By Bradford S. Bernstein, Esq.
Settlement attorneys beware. Imagine this situation – you are conducting a refinance transaction, you need to pay off a bank's revolving line of credit, you request and obtain a payoff statement, the proceeds of the new loan are used to "pay off" the revolving line of credit, and you request the bank to record a satisfaction to release the deed of trust securing the line of credit. Unfortunately, the bank does not release its lien. Based on the doctrine of equitable subrogation, the new lender is in first position, right? Wrong!
In Egeli v. Wachovia Bank, N.A., 184 Md.App. 253, 965 A.2d 87 (2009), the Court of Special Appeals held that a lender (SunTrust Bank) did not surrender its lien priority by accepting funds from a bank (Wachovia Bank) that paid the then existing balance of the revolving line of credit, when the mortgagors did not provide authorization to SunTrust Bank to close the line of credit.
Section 3-105.1(c) of the Real Property Article provides:
Procedure for release. – Within a reasonable time after a loan secured by an existing mortgage or deed of trust has been paid in full and there is no further commitment by the holder to make an advance or by the borrower to incur an obligation secured by that mortgage or deed of trust, the holder shall:
(2) Release any recorded mortgage or deed of trust securing the loan.

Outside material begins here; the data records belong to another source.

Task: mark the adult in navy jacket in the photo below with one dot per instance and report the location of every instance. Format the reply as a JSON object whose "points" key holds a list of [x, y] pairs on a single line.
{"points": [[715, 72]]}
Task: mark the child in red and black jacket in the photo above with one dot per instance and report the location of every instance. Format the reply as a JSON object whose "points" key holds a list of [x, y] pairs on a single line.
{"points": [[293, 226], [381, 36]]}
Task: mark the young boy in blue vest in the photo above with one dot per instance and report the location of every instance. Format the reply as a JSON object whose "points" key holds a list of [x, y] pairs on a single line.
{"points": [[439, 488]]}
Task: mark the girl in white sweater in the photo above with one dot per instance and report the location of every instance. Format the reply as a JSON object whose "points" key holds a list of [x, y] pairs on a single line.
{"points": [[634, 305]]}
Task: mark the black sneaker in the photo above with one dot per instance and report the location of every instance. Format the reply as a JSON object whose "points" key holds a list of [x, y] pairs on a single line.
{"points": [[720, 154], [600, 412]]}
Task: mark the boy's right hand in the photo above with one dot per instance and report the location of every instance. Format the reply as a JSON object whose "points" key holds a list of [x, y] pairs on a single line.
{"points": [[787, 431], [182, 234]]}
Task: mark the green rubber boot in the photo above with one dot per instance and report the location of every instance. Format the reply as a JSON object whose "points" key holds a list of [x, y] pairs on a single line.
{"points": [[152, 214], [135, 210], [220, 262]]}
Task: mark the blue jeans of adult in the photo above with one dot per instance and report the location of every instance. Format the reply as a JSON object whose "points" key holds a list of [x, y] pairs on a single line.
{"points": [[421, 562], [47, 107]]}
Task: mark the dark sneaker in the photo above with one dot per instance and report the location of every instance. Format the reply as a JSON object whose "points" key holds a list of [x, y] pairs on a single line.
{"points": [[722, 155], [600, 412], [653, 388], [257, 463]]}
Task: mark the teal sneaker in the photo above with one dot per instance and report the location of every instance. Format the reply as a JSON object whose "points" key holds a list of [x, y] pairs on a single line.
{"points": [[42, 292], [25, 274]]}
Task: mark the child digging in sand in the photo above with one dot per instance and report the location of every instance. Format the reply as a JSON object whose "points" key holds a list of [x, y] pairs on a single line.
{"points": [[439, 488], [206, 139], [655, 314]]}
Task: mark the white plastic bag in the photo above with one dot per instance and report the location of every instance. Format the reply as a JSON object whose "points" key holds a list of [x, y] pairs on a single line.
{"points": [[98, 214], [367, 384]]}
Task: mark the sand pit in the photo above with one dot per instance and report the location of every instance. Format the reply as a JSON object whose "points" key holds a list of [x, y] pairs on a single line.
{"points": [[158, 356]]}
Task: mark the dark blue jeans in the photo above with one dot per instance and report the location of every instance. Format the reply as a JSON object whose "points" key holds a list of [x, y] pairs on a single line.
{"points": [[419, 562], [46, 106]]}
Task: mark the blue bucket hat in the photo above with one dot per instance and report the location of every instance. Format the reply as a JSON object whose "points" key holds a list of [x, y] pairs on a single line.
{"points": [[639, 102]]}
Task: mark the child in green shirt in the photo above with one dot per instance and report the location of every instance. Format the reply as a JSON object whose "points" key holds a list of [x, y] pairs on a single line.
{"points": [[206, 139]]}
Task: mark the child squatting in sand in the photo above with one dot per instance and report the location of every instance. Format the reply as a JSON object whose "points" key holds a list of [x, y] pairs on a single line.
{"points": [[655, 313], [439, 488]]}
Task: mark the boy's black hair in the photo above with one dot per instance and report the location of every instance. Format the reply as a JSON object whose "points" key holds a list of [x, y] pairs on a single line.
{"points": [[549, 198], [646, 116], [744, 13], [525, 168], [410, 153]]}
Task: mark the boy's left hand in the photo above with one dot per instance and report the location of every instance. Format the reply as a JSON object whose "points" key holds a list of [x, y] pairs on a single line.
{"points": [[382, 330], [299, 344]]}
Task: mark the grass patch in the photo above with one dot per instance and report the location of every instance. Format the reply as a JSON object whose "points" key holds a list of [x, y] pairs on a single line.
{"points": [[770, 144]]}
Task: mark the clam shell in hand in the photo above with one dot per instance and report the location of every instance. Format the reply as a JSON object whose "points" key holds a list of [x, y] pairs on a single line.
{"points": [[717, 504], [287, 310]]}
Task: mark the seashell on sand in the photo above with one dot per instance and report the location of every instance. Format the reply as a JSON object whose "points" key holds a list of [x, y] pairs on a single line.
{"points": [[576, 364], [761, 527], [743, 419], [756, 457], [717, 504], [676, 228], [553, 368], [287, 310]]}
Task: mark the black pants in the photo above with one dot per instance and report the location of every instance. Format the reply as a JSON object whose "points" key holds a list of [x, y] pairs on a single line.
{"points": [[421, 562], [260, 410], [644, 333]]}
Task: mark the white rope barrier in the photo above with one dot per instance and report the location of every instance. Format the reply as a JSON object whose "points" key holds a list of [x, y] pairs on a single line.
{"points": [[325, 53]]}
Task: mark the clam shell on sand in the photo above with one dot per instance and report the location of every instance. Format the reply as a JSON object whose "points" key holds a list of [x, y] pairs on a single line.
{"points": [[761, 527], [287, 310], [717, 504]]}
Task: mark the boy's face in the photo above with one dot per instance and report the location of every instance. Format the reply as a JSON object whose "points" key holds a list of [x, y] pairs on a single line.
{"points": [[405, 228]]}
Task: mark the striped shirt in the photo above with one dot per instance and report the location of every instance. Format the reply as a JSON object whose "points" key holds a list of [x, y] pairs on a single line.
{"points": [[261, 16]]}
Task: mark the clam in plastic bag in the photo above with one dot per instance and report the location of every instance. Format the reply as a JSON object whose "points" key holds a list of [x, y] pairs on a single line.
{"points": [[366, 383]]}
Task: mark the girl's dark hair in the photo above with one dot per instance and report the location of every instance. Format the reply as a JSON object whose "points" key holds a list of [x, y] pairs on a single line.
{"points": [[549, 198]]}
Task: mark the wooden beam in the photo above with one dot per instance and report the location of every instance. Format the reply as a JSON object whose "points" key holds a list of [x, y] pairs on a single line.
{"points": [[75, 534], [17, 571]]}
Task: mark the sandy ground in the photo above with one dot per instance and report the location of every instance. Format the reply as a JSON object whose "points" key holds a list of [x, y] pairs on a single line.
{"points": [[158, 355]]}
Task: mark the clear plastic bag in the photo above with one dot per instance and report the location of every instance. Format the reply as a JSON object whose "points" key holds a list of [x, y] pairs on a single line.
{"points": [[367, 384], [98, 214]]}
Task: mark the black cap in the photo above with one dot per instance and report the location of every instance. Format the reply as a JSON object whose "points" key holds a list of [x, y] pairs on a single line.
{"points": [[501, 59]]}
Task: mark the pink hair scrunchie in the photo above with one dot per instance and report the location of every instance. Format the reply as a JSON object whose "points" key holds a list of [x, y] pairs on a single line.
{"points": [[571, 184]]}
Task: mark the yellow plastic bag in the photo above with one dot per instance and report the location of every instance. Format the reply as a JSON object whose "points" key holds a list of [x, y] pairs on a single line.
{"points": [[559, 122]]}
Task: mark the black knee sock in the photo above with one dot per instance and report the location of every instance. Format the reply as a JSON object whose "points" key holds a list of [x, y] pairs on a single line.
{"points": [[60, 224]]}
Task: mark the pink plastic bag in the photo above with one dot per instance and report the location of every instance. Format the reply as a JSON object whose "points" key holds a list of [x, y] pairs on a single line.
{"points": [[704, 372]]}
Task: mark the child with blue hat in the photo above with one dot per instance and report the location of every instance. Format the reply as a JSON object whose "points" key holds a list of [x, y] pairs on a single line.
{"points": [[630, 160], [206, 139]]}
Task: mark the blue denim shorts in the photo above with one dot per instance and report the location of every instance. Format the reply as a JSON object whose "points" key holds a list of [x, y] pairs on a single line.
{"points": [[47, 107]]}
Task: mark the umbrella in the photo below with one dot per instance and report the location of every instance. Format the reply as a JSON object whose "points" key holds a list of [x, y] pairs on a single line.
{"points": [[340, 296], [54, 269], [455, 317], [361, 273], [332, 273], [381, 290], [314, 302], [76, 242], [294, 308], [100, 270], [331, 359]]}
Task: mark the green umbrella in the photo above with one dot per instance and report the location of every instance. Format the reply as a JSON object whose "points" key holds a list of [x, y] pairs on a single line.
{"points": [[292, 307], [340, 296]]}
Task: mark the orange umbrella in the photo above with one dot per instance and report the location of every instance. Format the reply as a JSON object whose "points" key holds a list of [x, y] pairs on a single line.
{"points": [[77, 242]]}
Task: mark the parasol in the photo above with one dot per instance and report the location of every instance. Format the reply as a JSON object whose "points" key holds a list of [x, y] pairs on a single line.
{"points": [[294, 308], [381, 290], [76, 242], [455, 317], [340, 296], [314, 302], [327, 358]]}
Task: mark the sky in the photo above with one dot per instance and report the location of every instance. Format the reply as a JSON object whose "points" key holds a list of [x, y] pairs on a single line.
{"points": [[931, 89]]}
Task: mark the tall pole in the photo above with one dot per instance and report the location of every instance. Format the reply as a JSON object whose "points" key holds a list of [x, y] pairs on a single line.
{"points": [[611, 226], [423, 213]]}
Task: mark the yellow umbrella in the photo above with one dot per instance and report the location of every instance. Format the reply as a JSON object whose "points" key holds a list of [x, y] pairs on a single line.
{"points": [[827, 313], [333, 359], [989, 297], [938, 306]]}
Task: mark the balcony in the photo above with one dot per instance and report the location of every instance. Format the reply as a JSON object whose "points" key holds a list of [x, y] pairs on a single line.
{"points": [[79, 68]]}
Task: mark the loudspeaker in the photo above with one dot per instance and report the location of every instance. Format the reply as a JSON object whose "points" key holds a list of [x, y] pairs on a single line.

SunTrust Bank argued that, under the terms of the Equity Line Agreement (the "Agreement") that it had with the mortgagors, it was obligated to advance funds to the mortgagors until 2012 absent the mortgagors' written authorization to close the account, and SunTrust Bank never received that authorization. That continued commitment, argued SunTrust, excused it from releasing its lien notwithstanding its acceptance of Wachovia's payment.
Wachovia argued that SunTrust Bank was equitably estopped from claiming a superior lien priority, and furthermore, its lien was entitled to priority based on the doctrine of equitable subrogation. The doctrine of equitable subrogation provides that "[w]here a lender has advanced money for the purpose of discharging a prior encumbrance in reliance upon obtaining security equivalent to the discharged lien, and his money is so used, the majority and preferable rule is that if he did so in ignorance of junior liens and other interests he will be subrogated to the prior lien." G.E. Capital Mortgage Servs. v. Levenson, 338 Md. 227, 231-32, 657 A.2d 1170 (1995). One of the primary purposes of subrogation is to prevent "the inequity of a party possessing a superior lien accepting payment from a third party without releasing its lien, thus enjoying the benefit of the payment while maintaining a superior lien priority to the payor." Egeli, 184 Md.App. at 266, 965 A.2d at 95.
To counter this argument, SunTrust maintained that the Court should not apply the doctrine of equitable subrogation based on the absence of the mortgagors authorization to close the line of credit. Wachovia, on the other hand, argued that it was unaware of the terms in the Agreement between SunTrust Bank and the mortgagors. While the Court acknowledged this fact, it determined that Wachovia, and the world, were constructively on notice of the terms contained in SunTrust Bank's duly recorded deed of trust. The Court of Special Appeals concluded "that SunTrust Bank's deed of trust provided sufficient notice, especially to a sophisticated party such as Wachovia, that the type of account at issue was an open-ended equity credit account. Consequently, Wachovia, at a minimum, was on notice that there may have been additional requirements to satisfy the terms of the contract creating the account other than mere payment of the balance." Id. at 262, 965 A.2d at 93.
Based on the Court of Special Appeals decision in Egeli, settlement attorneys and lenders must be extra cautious when dealing with a revolving line of credit during a refinance transaction. When trying to pay off such a revolving line of credit, it is critical that you obtain the mortgagors' written authorization to terminate the line of credit account. If such authorization is not obtained, the bank holding the line of credit will retain its lien priority, even it accepts a payment sufficient to payoff the then existing balance.
Bradford S. Bernstein is a principal in the Rockville office of Miles & Stockbridge P.C.